3 The Urgent and Emergency Care Review undertaken by NHS England (2013) found that appropriate staffing is fundamental to providing a sound NHS service: "Proper staffing is the ‘single most important factor’ in providing a high quality, timely and clinically effective service to patients”. Furthermore, “there is a need to ensure a balanced workforce within an A&E department in order to provide a safe service.

4 The Urgent and Emergency Care Review undertaken by NHS England (2013) highlighted that many NHS A&E departments failed to achieve such standards: “a recent study of A&E departments in the United Kingdom, of which nearly 60 per cent of respondents were in England, carried out by the College of Emergency Medicine highlighted the variation in consultant ‘shop-floor’ cover to help maintain quality and safety in A&E departments, with the situation worsening over the weekend. Seventy-seven per cent of responding UK A&E departments reported that they had at least one emergency medicine consultant present in the A&E department over 12 hours on weekdays, but only 17 per cent reported such presence for 16 hours.

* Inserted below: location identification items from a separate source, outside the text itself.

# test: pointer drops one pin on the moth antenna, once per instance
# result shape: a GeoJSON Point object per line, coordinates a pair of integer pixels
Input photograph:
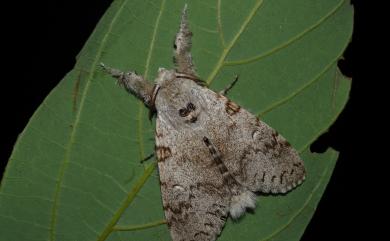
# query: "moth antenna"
{"type": "Point", "coordinates": [133, 83]}
{"type": "Point", "coordinates": [182, 47]}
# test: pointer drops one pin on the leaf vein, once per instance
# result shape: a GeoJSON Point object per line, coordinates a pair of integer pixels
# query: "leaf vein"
{"type": "Point", "coordinates": [228, 48]}
{"type": "Point", "coordinates": [288, 42]}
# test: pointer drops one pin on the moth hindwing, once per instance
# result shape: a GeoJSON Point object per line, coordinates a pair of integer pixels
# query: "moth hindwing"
{"type": "Point", "coordinates": [212, 154]}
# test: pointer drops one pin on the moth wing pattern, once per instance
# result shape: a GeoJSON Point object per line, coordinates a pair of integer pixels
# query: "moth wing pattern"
{"type": "Point", "coordinates": [195, 199]}
{"type": "Point", "coordinates": [254, 153]}
{"type": "Point", "coordinates": [212, 154]}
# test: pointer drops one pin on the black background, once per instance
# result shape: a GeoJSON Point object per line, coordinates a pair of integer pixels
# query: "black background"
{"type": "Point", "coordinates": [42, 39]}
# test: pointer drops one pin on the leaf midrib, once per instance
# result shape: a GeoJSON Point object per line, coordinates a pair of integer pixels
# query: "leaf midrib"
{"type": "Point", "coordinates": [79, 112]}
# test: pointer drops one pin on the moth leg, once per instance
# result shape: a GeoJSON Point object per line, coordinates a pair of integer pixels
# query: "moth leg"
{"type": "Point", "coordinates": [133, 83]}
{"type": "Point", "coordinates": [227, 88]}
{"type": "Point", "coordinates": [147, 158]}
{"type": "Point", "coordinates": [182, 47]}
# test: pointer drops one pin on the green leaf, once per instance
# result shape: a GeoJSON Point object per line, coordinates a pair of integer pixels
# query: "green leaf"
{"type": "Point", "coordinates": [75, 171]}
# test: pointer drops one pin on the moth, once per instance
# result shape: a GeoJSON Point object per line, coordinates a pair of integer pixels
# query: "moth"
{"type": "Point", "coordinates": [213, 155]}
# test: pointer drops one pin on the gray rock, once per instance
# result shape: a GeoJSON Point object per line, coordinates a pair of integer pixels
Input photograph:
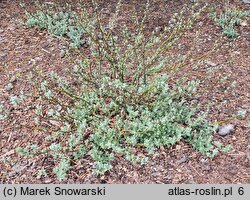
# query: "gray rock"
{"type": "Point", "coordinates": [62, 53]}
{"type": "Point", "coordinates": [246, 1]}
{"type": "Point", "coordinates": [226, 129]}
{"type": "Point", "coordinates": [16, 169]}
{"type": "Point", "coordinates": [158, 29]}
{"type": "Point", "coordinates": [182, 160]}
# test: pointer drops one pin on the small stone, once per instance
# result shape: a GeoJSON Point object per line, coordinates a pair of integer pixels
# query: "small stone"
{"type": "Point", "coordinates": [226, 129]}
{"type": "Point", "coordinates": [234, 138]}
{"type": "Point", "coordinates": [158, 29]}
{"type": "Point", "coordinates": [210, 63]}
{"type": "Point", "coordinates": [16, 169]}
{"type": "Point", "coordinates": [62, 53]}
{"type": "Point", "coordinates": [182, 160]}
{"type": "Point", "coordinates": [246, 1]}
{"type": "Point", "coordinates": [178, 147]}
{"type": "Point", "coordinates": [48, 181]}
{"type": "Point", "coordinates": [205, 166]}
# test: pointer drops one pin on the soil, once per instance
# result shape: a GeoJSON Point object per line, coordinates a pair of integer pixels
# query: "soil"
{"type": "Point", "coordinates": [23, 48]}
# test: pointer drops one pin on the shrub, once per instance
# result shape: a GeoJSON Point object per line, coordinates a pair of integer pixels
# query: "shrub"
{"type": "Point", "coordinates": [228, 20]}
{"type": "Point", "coordinates": [119, 98]}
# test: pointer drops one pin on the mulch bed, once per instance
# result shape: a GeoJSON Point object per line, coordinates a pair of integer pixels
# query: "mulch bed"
{"type": "Point", "coordinates": [21, 49]}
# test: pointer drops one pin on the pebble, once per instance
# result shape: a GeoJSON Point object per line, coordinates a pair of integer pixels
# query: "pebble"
{"type": "Point", "coordinates": [182, 160]}
{"type": "Point", "coordinates": [246, 1]}
{"type": "Point", "coordinates": [226, 129]}
{"type": "Point", "coordinates": [48, 181]}
{"type": "Point", "coordinates": [62, 53]}
{"type": "Point", "coordinates": [16, 169]}
{"type": "Point", "coordinates": [158, 29]}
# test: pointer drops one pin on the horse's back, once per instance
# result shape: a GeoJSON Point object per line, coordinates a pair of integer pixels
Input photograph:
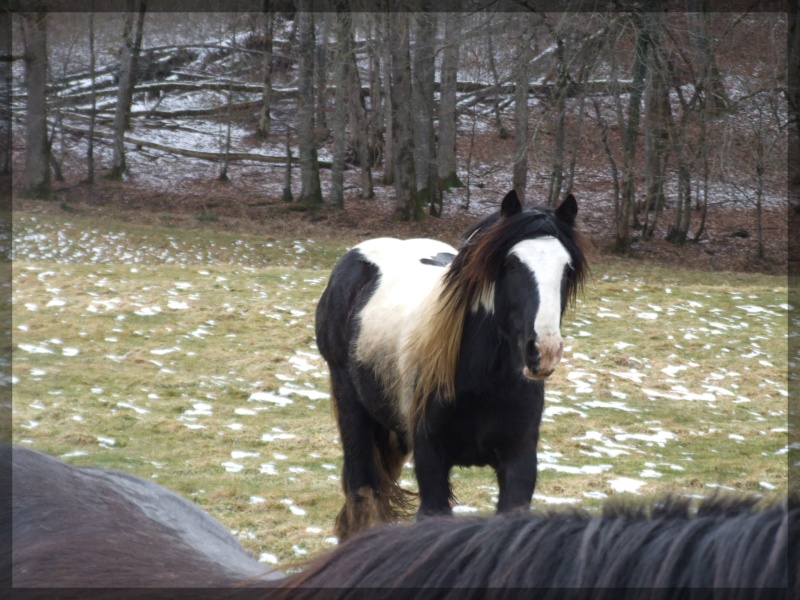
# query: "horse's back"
{"type": "Point", "coordinates": [88, 527]}
{"type": "Point", "coordinates": [377, 284]}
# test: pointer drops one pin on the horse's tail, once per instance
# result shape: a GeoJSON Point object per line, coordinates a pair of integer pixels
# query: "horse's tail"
{"type": "Point", "coordinates": [394, 502]}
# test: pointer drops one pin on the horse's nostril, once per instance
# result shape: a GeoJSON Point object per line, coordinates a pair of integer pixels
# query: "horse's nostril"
{"type": "Point", "coordinates": [531, 352]}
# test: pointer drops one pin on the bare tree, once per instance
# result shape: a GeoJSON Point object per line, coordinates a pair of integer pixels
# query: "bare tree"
{"type": "Point", "coordinates": [711, 80]}
{"type": "Point", "coordinates": [134, 23]}
{"type": "Point", "coordinates": [560, 102]}
{"type": "Point", "coordinates": [522, 76]}
{"type": "Point", "coordinates": [406, 205]}
{"type": "Point", "coordinates": [310, 190]}
{"type": "Point", "coordinates": [268, 22]}
{"type": "Point", "coordinates": [631, 133]}
{"type": "Point", "coordinates": [5, 94]}
{"type": "Point", "coordinates": [388, 144]}
{"type": "Point", "coordinates": [446, 151]}
{"type": "Point", "coordinates": [423, 110]}
{"type": "Point", "coordinates": [341, 64]}
{"type": "Point", "coordinates": [321, 71]}
{"type": "Point", "coordinates": [358, 117]}
{"type": "Point", "coordinates": [93, 93]}
{"type": "Point", "coordinates": [37, 149]}
{"type": "Point", "coordinates": [226, 148]}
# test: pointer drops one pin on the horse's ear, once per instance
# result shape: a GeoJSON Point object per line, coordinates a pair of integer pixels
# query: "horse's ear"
{"type": "Point", "coordinates": [567, 210]}
{"type": "Point", "coordinates": [510, 205]}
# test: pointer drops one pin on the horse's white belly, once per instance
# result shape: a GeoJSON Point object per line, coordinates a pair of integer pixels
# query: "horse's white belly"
{"type": "Point", "coordinates": [406, 289]}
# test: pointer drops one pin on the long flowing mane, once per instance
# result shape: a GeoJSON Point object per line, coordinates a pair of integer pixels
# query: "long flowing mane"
{"type": "Point", "coordinates": [433, 353]}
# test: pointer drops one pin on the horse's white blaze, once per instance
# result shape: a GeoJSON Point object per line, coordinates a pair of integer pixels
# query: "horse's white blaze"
{"type": "Point", "coordinates": [405, 290]}
{"type": "Point", "coordinates": [546, 259]}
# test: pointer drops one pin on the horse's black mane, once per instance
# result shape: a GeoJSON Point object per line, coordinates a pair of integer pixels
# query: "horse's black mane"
{"type": "Point", "coordinates": [726, 542]}
{"type": "Point", "coordinates": [486, 244]}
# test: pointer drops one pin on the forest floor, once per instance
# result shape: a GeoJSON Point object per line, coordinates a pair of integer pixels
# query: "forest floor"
{"type": "Point", "coordinates": [242, 205]}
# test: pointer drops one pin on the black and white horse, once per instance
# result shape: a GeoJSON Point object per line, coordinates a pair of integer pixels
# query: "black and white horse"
{"type": "Point", "coordinates": [444, 353]}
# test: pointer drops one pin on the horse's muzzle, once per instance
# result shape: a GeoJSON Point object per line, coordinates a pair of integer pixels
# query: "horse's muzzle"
{"type": "Point", "coordinates": [549, 350]}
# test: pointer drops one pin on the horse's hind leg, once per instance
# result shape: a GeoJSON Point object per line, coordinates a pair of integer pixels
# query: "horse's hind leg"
{"type": "Point", "coordinates": [360, 477]}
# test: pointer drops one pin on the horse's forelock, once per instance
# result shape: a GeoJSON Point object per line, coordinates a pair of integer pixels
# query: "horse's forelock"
{"type": "Point", "coordinates": [474, 270]}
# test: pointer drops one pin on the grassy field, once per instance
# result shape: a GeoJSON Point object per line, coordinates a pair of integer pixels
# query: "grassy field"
{"type": "Point", "coordinates": [188, 357]}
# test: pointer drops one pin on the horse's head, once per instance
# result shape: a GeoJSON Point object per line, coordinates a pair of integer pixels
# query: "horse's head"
{"type": "Point", "coordinates": [537, 277]}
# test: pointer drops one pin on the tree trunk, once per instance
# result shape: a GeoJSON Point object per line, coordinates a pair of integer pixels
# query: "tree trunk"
{"type": "Point", "coordinates": [759, 197]}
{"type": "Point", "coordinates": [521, 136]}
{"type": "Point", "coordinates": [657, 114]}
{"type": "Point", "coordinates": [310, 190]}
{"type": "Point", "coordinates": [358, 118]}
{"type": "Point", "coordinates": [623, 235]}
{"type": "Point", "coordinates": [560, 95]}
{"type": "Point", "coordinates": [264, 117]}
{"type": "Point", "coordinates": [446, 157]}
{"type": "Point", "coordinates": [388, 138]}
{"type": "Point", "coordinates": [793, 98]}
{"type": "Point", "coordinates": [604, 136]}
{"type": "Point", "coordinates": [375, 115]}
{"type": "Point", "coordinates": [5, 94]}
{"type": "Point", "coordinates": [342, 61]}
{"type": "Point", "coordinates": [321, 72]}
{"type": "Point", "coordinates": [287, 196]}
{"type": "Point", "coordinates": [137, 50]}
{"type": "Point", "coordinates": [223, 173]}
{"type": "Point", "coordinates": [37, 150]}
{"type": "Point", "coordinates": [92, 115]}
{"type": "Point", "coordinates": [422, 104]}
{"type": "Point", "coordinates": [125, 85]}
{"type": "Point", "coordinates": [406, 205]}
{"type": "Point", "coordinates": [501, 130]}
{"type": "Point", "coordinates": [710, 77]}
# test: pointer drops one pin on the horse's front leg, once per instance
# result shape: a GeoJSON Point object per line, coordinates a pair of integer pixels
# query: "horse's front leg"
{"type": "Point", "coordinates": [433, 477]}
{"type": "Point", "coordinates": [516, 479]}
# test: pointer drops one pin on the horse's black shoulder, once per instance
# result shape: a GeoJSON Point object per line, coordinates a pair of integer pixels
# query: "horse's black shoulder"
{"type": "Point", "coordinates": [442, 259]}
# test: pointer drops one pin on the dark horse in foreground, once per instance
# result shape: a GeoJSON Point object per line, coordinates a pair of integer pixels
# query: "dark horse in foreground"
{"type": "Point", "coordinates": [78, 527]}
{"type": "Point", "coordinates": [728, 543]}
{"type": "Point", "coordinates": [444, 353]}
{"type": "Point", "coordinates": [87, 527]}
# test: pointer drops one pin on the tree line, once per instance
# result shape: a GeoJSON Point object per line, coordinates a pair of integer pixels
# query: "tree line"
{"type": "Point", "coordinates": [389, 93]}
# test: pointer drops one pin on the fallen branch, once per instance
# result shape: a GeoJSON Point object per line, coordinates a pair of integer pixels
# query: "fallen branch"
{"type": "Point", "coordinates": [213, 156]}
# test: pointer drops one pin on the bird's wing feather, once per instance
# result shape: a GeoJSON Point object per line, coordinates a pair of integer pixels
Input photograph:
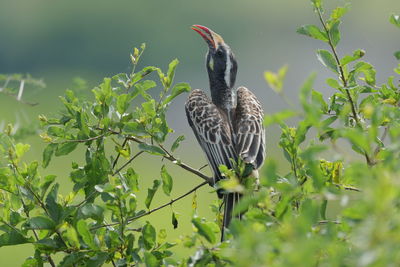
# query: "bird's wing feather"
{"type": "Point", "coordinates": [211, 130]}
{"type": "Point", "coordinates": [249, 130]}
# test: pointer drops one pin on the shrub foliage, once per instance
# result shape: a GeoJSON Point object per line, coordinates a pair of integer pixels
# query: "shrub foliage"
{"type": "Point", "coordinates": [338, 205]}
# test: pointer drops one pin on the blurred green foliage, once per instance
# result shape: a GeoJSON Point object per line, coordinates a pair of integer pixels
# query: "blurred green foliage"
{"type": "Point", "coordinates": [338, 205]}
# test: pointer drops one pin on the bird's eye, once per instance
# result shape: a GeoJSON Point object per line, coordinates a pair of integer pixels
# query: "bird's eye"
{"type": "Point", "coordinates": [220, 52]}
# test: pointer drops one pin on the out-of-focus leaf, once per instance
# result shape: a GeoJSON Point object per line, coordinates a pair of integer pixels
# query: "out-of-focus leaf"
{"type": "Point", "coordinates": [86, 235]}
{"type": "Point", "coordinates": [395, 20]}
{"type": "Point", "coordinates": [167, 181]}
{"type": "Point", "coordinates": [204, 230]}
{"type": "Point", "coordinates": [174, 220]}
{"type": "Point", "coordinates": [151, 192]}
{"type": "Point", "coordinates": [314, 32]}
{"type": "Point", "coordinates": [40, 222]}
{"type": "Point", "coordinates": [327, 59]}
{"type": "Point", "coordinates": [65, 148]}
{"type": "Point", "coordinates": [155, 150]}
{"type": "Point", "coordinates": [176, 143]}
{"type": "Point", "coordinates": [149, 236]}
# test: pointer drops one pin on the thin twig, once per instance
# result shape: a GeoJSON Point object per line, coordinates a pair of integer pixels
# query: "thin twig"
{"type": "Point", "coordinates": [119, 154]}
{"type": "Point", "coordinates": [129, 220]}
{"type": "Point", "coordinates": [370, 162]}
{"type": "Point", "coordinates": [128, 162]}
{"type": "Point", "coordinates": [346, 187]}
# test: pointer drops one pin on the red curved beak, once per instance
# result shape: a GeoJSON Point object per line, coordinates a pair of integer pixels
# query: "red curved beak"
{"type": "Point", "coordinates": [205, 33]}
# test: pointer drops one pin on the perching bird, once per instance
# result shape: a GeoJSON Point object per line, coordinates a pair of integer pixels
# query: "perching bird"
{"type": "Point", "coordinates": [228, 126]}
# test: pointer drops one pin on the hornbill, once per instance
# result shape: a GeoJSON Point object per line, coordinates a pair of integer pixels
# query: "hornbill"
{"type": "Point", "coordinates": [229, 126]}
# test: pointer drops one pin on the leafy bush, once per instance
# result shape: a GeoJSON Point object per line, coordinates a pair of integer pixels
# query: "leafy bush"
{"type": "Point", "coordinates": [337, 206]}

5 The Urgent and Emergency Care Review undertaken by NHS England (2013) states:
“Rural and remote patients present a specific challenge due to the density of the population and the distances involved. The low-density population of rural areas means that healthcare facilities are spread far apart, and there may not be the critical mass necessary to provide a fully functional major acute hospital within the region”. Evidence collected from the most seriously ill patients 12 to 15 years ago is frequently cited that suggested an increase in the distance travelled was associated with an increase in mortality (cited Nicholl et al., 2007). The Urgent and Emergency Care Review undertaken by NHS England (2013) points out that both the ambulance service and hospital treatments have changed substantially since then, but these findings indicate that it is important to monitor the effects of distance and any changes in service configuration. Spurgeon et al (2010) report that the discussion on the clinical case for emergency care reconfiguration is based around the conflicting arguments of the advantages of specialist care versus the risks of delay in reaching a specialist centre. The authors highlight that it is the timing of the start of appropriate treatment, rather than the timing of arrival at hospital that affects the outcome, so interventions by paramedics and/or rapid access to the specialist team once at the hospital can offset or overcome the risk created by the additional travel time (Spurgeon et al 2010).

6 SATH did a lot of work with the Welsh Ambulance Service NHS Trust in the lead-up to the opening of the Shropshire Women and Children’s Centre at the Princess Royal Hospital (PRH) in Telford in September 2014. Ambulance service representatives were members of the clinical pathway groups that designed the service changes and helped SATH to understand the activity and flow of patients from wales into Women and Children’s Services. In partnership with both the Welsh Ambulance Service and West Midlands Ambulance Service, SATH also developed protocols and guidance for crews taking patients to and from the centre. Both ambulance services were also involved in “dry runs” of transferring a newborn baby between the Royal Shrewsbury Hospital and PRH in an emergency.